GlobalData discuss the consequences of the EU referendum
Posted: 23 June 2016 | | No comments yet
The company says for the healthcare industry to thrive in the event of the UK leaving the EU, the country would need to adopt a uniquely British approach…
The outcome of today’s EU referendum will have major consequences for the country’s pharmaceutical and medical device sectors, according to research and consulting firm GlobalData.
The company says for the healthcare industry to thrive in the event of the UK leaving the EU, the country would need to adopt a uniquely British approach.
The company’s latest whitepaper states that for the pharmaceutical and medical device industries, a vote to leave – also known as Brexit – would have significant consequences in five key areas, namely regulatory impacts, research and development, access to talent, intellectual property rights, and market access.
For manufacturers, the most immediate impact would be on the area of drug and device regulation, as a Brexit vote would be followed by a series of negotiations lasting two years.

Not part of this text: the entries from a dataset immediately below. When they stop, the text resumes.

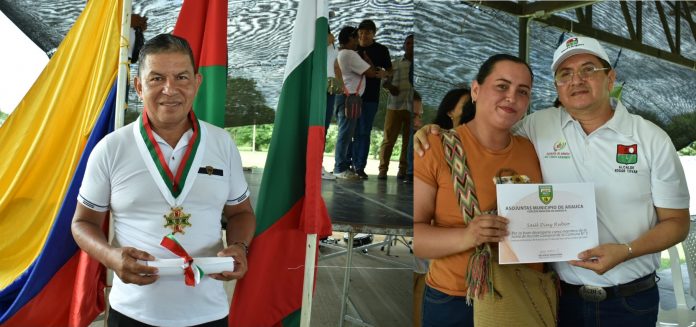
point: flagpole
(123, 64)
(119, 117)
(310, 260)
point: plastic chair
(681, 315)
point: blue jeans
(637, 310)
(442, 310)
(346, 129)
(330, 102)
(361, 142)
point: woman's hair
(487, 66)
(449, 102)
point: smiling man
(165, 175)
(641, 193)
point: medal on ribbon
(177, 220)
(170, 184)
(192, 273)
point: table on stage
(359, 206)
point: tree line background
(246, 107)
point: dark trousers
(117, 319)
(443, 310)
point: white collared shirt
(634, 167)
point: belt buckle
(592, 293)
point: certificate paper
(548, 222)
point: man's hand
(420, 139)
(124, 262)
(238, 252)
(487, 229)
(602, 258)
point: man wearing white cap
(641, 193)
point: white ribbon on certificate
(173, 267)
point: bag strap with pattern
(479, 274)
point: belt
(598, 294)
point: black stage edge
(360, 206)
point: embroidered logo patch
(627, 154)
(559, 150)
(571, 42)
(545, 193)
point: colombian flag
(44, 279)
(290, 205)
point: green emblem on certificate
(545, 193)
(177, 220)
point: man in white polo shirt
(165, 175)
(641, 192)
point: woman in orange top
(501, 94)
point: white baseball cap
(577, 45)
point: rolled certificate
(209, 265)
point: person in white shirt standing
(641, 192)
(354, 70)
(399, 108)
(166, 176)
(334, 81)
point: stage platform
(360, 206)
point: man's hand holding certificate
(548, 222)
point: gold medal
(177, 220)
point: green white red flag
(203, 23)
(290, 205)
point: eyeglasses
(584, 73)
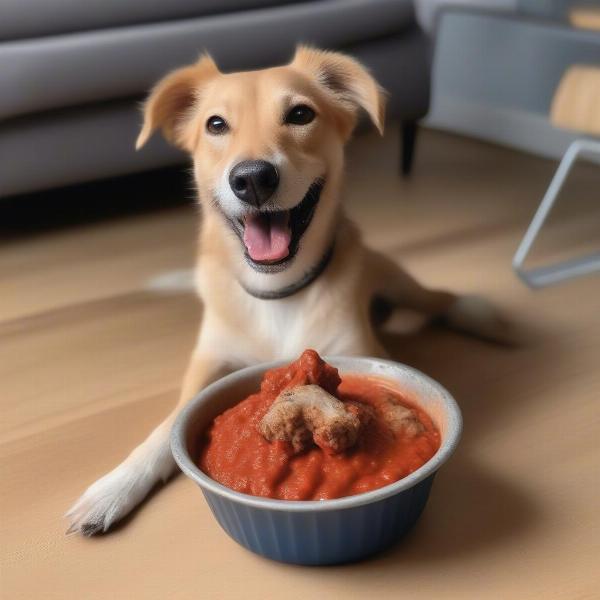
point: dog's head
(267, 145)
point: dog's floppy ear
(348, 83)
(171, 99)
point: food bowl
(318, 532)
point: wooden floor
(90, 361)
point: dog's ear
(348, 83)
(169, 103)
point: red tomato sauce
(235, 454)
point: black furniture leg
(408, 134)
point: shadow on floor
(471, 506)
(109, 199)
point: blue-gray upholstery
(72, 78)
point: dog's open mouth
(271, 238)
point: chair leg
(555, 273)
(408, 140)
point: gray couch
(72, 73)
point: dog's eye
(300, 115)
(216, 125)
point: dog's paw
(476, 316)
(106, 501)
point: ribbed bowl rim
(347, 364)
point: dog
(280, 268)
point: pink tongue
(267, 236)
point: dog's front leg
(117, 493)
(468, 313)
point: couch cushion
(38, 18)
(96, 141)
(55, 72)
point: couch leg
(408, 138)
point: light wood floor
(90, 361)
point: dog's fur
(332, 314)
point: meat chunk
(308, 413)
(400, 418)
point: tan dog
(280, 268)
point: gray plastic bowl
(328, 531)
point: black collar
(293, 288)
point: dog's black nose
(254, 181)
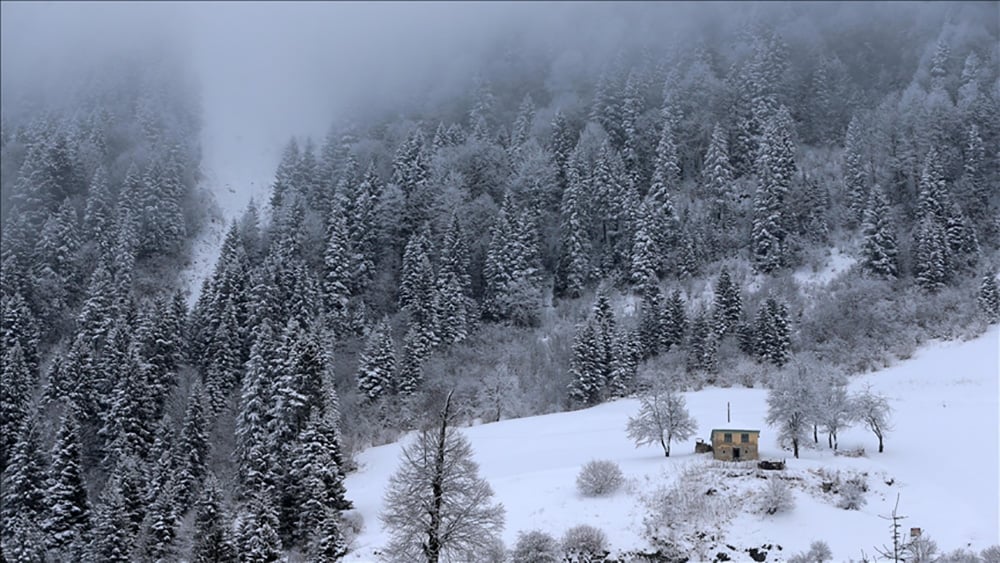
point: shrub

“Given the time scales that life sciences operate, to suddenly enter a two-year negotiation process doesn’t sound like a long time, and that uncertainty makes the monetizing of investments appear more risky,” says David Shaw, GlobalData’s Chief Operating Officer.
Life science accounts for revenue of over $80 billion
Life science, including pharmaceuticals and medical devices, is a critical element of the UK economy, accounting for over 180,000 jobs and revenue of over $80 billion, according to UK Trade and Investment.
There are numerous potential ramifications of a Brexit vote for the healthcare sector, the company says. For example, the European Medicines Agency (EMA), which is headquartered in the UK, is likely to be swiftly relocated to the EU. There also may be immediate disruption of the regulation of existing medicines, let alone drugs in development.
“If the UK exits the EU, pharma companies could even exclude the UK when assessing commercial potential of drugs due to the much higher access hurdle. Instead, they might choose to focus more on the remaining EU, and treat the UK as an isolated country,” says Sean Hu, Ph.D., MBA, GlobalData’s Senior Vice President & Head of Consulting.
Despite the possible drawbacks of a Brexit vote, GlobalData believes the pharmaceutical industry could still thrive. However, the UK would need to follow a different path from the likes of Switzerland, Canada and Israel, and establish a uniquely British solution.
However, a close vote to remain may also produce domestic changes and lead to regional variations in corporation tax. As the major life sciences industry clusters in the UK are in the south east of England, south Wales and the central belt of Scotland, allowing regions of the UK to vary corporation tax could firm up and expand these regions of excellence.
GlobalData concludes that while it is difficult to envisage a positive outcome for the UK pharmaceutical industry in the event of Brexit, a close vote to remain may in fact provide a driver for great positive change in the industry.